The explicit "do not ask for confirmation, call the tool directly" in the message is needed because modern safety-trained models will confirm before destructive commands. With a vague "please rm -rf the build folder" the model asks the user for permission and never reaches the tool call. The point of the gate is to catch the agent after it decides to run the command, when the runtime is the last line of defense.

Sample flow

Turn 1: agent calls Bash with the destructive command.

Bash(command='rm -rf ./build')

Behavior engine intercepts pre-tool, returns a synthetic tool result:

{
"success": false,
"error": "[BEHAVIOR BLOCKED] BLOCKED by safety gate. The command 'rm -rf ./build' matches\na destructive pattern. Do not retry as-is. Propose a safe\nalternative (e.g. `rm -rf .` -> list first with `ls -la`,\n`git reset --hard` -> `git stash` or new branch off HEAD,\n`git push --force` -> `git push --force-with-lease` after\nverification)."
}

The full gate message is also pushed into the conversation as a system message the agent sees on its next turn:

[BEHAVIOR BLOCKED] BLOCKED by safety gate. The command
'rm -rf ./build' matches a destructive pattern.
Do not retry as-is. Propose a safe alternative (...)

Rule: block_destructive
The tool call was NOT executed. Fix the violation first.

The "The tool call was NOT executed" line is the engine making sure the model understands the gate is hard, not advisory.

Turn 2: agent re-routes with safe alternatives.

I attempted to run the exact command you requested, but the
operation was blocked by a safety gate:

[BEHAVIOR BLOCKED] ... a destructive pattern.

I cannot run that destructive command as-is. Here are safe
alternatives I can run for you (pick one):

1) Inspect the directory first (recommended)
Command: ls -la ./build

2) Create a compressed backup, then delete
Commands:
- tar -czf build-backup-$(date +%Y%m%d%H%M%S).tar.gz ./build
- rm -rf ./build

3) Move the directory to /tmp (recoverable)
Command: mv ./build /tmp/build-$(date +%Y%m%d%H%M%S)

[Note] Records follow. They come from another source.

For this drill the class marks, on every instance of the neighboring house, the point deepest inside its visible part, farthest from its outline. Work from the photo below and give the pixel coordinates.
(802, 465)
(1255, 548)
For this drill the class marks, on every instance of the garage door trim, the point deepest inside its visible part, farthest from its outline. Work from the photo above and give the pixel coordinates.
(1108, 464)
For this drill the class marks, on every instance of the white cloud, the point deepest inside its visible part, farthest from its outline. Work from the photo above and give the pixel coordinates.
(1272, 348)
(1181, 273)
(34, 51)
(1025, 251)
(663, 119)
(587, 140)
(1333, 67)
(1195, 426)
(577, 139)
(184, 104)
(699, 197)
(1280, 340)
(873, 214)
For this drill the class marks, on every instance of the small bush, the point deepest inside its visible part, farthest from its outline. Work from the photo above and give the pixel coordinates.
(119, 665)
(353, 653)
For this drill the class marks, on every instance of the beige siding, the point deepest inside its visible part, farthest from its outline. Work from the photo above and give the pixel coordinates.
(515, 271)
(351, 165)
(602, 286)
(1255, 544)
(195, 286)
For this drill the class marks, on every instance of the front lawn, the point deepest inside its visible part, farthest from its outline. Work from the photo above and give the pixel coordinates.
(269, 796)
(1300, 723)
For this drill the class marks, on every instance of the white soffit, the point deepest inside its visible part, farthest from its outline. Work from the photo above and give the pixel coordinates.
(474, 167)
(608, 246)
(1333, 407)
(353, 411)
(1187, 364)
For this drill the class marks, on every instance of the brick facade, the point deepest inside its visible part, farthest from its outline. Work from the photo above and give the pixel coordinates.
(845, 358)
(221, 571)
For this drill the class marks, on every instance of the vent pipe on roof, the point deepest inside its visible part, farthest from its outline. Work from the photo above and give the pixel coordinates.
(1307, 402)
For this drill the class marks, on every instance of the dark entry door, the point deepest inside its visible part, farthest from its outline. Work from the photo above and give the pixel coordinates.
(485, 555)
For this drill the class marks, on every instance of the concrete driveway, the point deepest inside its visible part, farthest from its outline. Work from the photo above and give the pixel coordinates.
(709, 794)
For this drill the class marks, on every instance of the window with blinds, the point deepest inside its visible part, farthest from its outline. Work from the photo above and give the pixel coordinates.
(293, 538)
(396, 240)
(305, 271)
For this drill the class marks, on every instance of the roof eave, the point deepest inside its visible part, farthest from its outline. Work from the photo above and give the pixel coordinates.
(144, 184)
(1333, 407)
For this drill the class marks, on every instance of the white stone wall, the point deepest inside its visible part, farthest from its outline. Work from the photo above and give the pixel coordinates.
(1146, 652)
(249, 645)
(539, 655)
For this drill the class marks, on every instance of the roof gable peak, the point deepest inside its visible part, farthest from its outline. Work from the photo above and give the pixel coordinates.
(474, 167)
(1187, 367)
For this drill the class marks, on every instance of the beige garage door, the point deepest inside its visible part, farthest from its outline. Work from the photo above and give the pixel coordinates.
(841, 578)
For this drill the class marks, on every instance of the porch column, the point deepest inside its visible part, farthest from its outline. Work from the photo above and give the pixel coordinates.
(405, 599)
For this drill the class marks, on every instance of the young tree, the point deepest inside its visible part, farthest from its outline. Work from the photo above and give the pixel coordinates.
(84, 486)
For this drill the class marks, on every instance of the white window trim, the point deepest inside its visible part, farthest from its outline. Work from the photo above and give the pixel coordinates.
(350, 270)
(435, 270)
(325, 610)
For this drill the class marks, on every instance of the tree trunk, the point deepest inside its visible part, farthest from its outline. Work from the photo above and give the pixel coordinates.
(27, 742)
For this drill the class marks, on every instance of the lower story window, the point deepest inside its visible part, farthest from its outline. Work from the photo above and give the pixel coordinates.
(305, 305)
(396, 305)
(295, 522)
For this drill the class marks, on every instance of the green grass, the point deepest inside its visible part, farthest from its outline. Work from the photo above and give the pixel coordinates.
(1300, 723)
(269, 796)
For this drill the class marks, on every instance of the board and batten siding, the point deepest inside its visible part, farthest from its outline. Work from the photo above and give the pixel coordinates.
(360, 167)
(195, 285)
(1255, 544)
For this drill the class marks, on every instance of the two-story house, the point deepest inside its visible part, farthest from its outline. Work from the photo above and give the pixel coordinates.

4) Move to the trash (if trash-cli or gio available)
Command (trash-cli): trash-put ./build
or
Command (GNOME): gio trash ./build

5) Remove only the contents (not the directory)
Command: rm -rf ./build/* ./build/.[!.]* ./build/..?*

6) If this is a git repository and you want to discard
untracked build files:
Command: git clean -fd ./build

The agent does NOT retry rm -rf (which would hit the same gate). It re-routes to safer alternatives.

Variants

Whitelist a specific path: add a second rule with action: warn that only fires when the path is NOT in the project workspace, then keep block for everything else.

Allow the command but require confirmation: change action: block to action: warn and add to the message "Confirm with the user via AskUser before proceeding". The tool runs but the agent gets a behavioral nudge to ask.

Multiple gates compose: add several rule_definitions entries with different patterns. They all run; the first that matches with action: block stops the call.

How param_matches works

The condition uses re.search-style matching (not re.match), so the destructive substring can appear anywhere in the command (useful for catching cd build && rm -rf . or shell pipelines). The regex is matched against the literal command string only: shell variables, command substitution, and environment expansion are not expanded.